Bluntly put, my opinion is worthless. After all, I'm just another spectator of the upheaval going on in Middle East countries. I merely happen to be closer to the epicenter than most people I know, right here at home in Saudi Arabia - where the latest chapter of the ongoing Arab revolution was supposed to happen.
Today, March 11, there was a fair amount of hysteria going on within and without the country about it. The story was that there was going to be a 'Day of Rage', beginning from after the Friday prayers - familiar to those who've been keeping up with Arab protests as a strategy to get as many people together as possible, the prayers being mandatory for every Muslim male to attend.
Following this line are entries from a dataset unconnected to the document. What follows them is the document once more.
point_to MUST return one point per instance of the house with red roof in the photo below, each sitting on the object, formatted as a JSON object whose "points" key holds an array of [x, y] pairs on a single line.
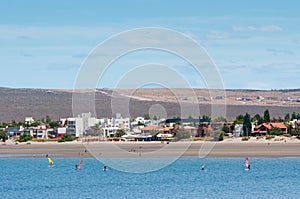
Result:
{"points": [[264, 128]]}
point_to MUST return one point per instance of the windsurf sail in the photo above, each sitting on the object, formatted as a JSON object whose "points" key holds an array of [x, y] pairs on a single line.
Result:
{"points": [[79, 165], [247, 163], [50, 161]]}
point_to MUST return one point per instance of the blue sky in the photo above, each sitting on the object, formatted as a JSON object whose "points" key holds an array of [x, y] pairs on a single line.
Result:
{"points": [[255, 44]]}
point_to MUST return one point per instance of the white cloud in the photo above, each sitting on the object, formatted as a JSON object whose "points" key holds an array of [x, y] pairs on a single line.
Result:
{"points": [[216, 35], [268, 28]]}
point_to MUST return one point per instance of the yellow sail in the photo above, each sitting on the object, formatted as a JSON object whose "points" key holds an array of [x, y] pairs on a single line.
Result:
{"points": [[50, 161]]}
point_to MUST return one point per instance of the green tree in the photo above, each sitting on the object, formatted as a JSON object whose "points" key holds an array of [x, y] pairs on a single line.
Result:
{"points": [[53, 124], [154, 133], [275, 131], [267, 116], [220, 119], [66, 138], [206, 118], [48, 119], [147, 116], [120, 133], [181, 134], [25, 138], [225, 129], [294, 116], [296, 131], [3, 136], [289, 129], [258, 119], [35, 124], [247, 126], [287, 117], [239, 119]]}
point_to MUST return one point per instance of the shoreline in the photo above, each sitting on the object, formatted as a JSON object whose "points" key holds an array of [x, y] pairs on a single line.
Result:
{"points": [[202, 149]]}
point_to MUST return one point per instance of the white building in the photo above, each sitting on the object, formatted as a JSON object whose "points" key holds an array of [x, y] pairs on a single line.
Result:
{"points": [[78, 125], [29, 120]]}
Family members went today, and they came back with nothing but a tale of lots of police cars around the perceived 'danger zone' (interspersed with over-excited exaggerations from the younger one, of course), and nothing else.
I wasn't surprised.
In clear terms, I don't think a revolution in Saudi at this point is going to work. For one, King Abdullah is loved by the people. He recently returned from a lengthy recuperation from a back injury abroad, which brought on a fierce wave of patriotic feeling in most Saudis. I was out late on the day the King returned, and I was entertained at a long stoplight (with a foreign driver, a stranger to me, at the wheel, of course) by the sight of at least thirty cars full of young guys - who don't really need an excuse to coast the streets waving flags and whooping - doing just that. Bellowing the national anthem (off-key, may I add) as though the Saudi national team had just won a match. It's a superficial display of affection, like the BBM I got with the poetic "People burn themselves in protest, but we burn on the inside with love for our king", but genuine. Revolution will happen, if ever, after the king dies, but not before.
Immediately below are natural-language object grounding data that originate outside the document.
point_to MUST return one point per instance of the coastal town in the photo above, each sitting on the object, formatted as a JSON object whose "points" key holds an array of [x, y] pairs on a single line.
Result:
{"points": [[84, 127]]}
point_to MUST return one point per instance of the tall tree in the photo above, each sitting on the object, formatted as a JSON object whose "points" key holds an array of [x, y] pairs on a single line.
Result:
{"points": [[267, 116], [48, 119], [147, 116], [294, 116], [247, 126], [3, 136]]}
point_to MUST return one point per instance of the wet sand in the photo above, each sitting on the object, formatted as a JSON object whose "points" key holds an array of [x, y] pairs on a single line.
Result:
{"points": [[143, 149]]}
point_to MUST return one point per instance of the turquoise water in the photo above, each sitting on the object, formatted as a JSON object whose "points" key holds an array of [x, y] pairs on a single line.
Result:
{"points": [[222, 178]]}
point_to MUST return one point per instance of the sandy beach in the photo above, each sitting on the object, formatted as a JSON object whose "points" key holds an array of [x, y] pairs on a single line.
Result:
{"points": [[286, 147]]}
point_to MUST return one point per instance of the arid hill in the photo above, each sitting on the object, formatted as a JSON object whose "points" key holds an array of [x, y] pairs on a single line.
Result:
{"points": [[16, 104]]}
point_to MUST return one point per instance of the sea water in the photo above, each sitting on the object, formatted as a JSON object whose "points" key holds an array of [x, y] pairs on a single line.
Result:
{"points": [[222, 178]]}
In general, the Saudi people are content. Yes, there are ludicrous violations of human rights; women are treated scandalously; rampant corruption exists unbridled, and there are scores of examples to set for each of these and many other offenses, a sea of details I don't need to dip my toe in at the moment. But Saudis (well, admittedly I've mostly talked to schoolgirls) are mostly of the opinion that the notion of protesting is foreign. That Shias, that Iran, that general malcontents - not us, not real Saudis - are instigating the unrest is the general consensus.
Helping is the manipulation of religion the Saudi government has going on - has had going on for quite a while - justifying itself. In one of my religious subjects last term, my book said that it was haram or unlawful to challenge the leader, the one in position - even if that leader is unfair/committing sins/being generally awful. This strikes a nerve with me, because in my opinion the great Muslim stagnation of the last centuries was caused in part by ineffectual, unfit, unchallenged rulers who used religion much as modern dictators have.
All in all, though, I just hope for the best. Dialogue, as the foreign minister said, can indeed solve much of Saudi Arabia's problems - if the government will heed the voices of its people and the warning of the fates of dictators past (and recent). Who'd have imagined, several months ago, that Mubarak and Ben Ali would be gone, Gaddafi and others teetering precariously on the same yawning chasm? Perhaps a few months further and we will be looking back in deeper skepticism, wondering at how we were in March!
So let us pray that God will lead us all out of this as a better, improved, more dynamic Saudi Arabia; as, indeed, I pray for the entirety of the Middle East.